Power was staggered; but he did not mean to provide a permanent target for the shafts of Miss Marguerite Sinclair’s wit. At present she was treating him as though she were “rotting” some small schoolboy.
“Leave the chair—I have changed my mind,” he said, and dismissed the steward with a tip. Then he sat down, and scrutinized the girl so brazenly that her eyes fell, and she blushed.
“There is no help for it,” he explained. “I suppose we ought to be able, at least, to recognize each other when we meet.”
“I should know you again in twenty years; you are not a two-faced person, like me,” she retorted.
“It is consoling to find that you can be as unfair to yourself as you were to me last night.”
“Would you have me twist my neck like a parrot, and say, ‘Please look on this picture, not on that,’ when a stranger happens to be to port instead of to starboard?”
“I do really think it would be worth while,” he said.
He saw now that she was a girl of twenty or thereabouts, and a singularly attractive one from this new point of view.
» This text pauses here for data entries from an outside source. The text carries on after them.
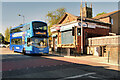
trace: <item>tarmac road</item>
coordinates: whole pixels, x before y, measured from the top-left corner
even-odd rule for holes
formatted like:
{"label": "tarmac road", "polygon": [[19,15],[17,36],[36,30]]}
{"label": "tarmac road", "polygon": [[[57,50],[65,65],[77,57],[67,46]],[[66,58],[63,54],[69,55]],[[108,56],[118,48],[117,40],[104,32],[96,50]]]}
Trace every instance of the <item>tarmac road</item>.
{"label": "tarmac road", "polygon": [[55,59],[62,56],[47,55],[52,59],[13,52],[1,56],[2,80],[120,80],[117,70]]}

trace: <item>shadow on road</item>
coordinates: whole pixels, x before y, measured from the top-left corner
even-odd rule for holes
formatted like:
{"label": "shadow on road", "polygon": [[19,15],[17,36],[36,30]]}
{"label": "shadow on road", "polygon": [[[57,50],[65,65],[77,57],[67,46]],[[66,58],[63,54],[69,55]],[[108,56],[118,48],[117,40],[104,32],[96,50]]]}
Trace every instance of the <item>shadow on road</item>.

He felt that he must atone for the curt order to the steward; but she only laughed at the implied compliment.
“The poor fellow saw us talking together, and arranged the chairs accordingly,” she said. “I’m frankly pleased, and you say you are; so that’s all right. Let us swap symptoms, as grand folk do in society. I have told you how I secured my keepsake. How did you acquire a limp?”
“By lying too long in one position,” he replied, unconsciously emulating her flippancy.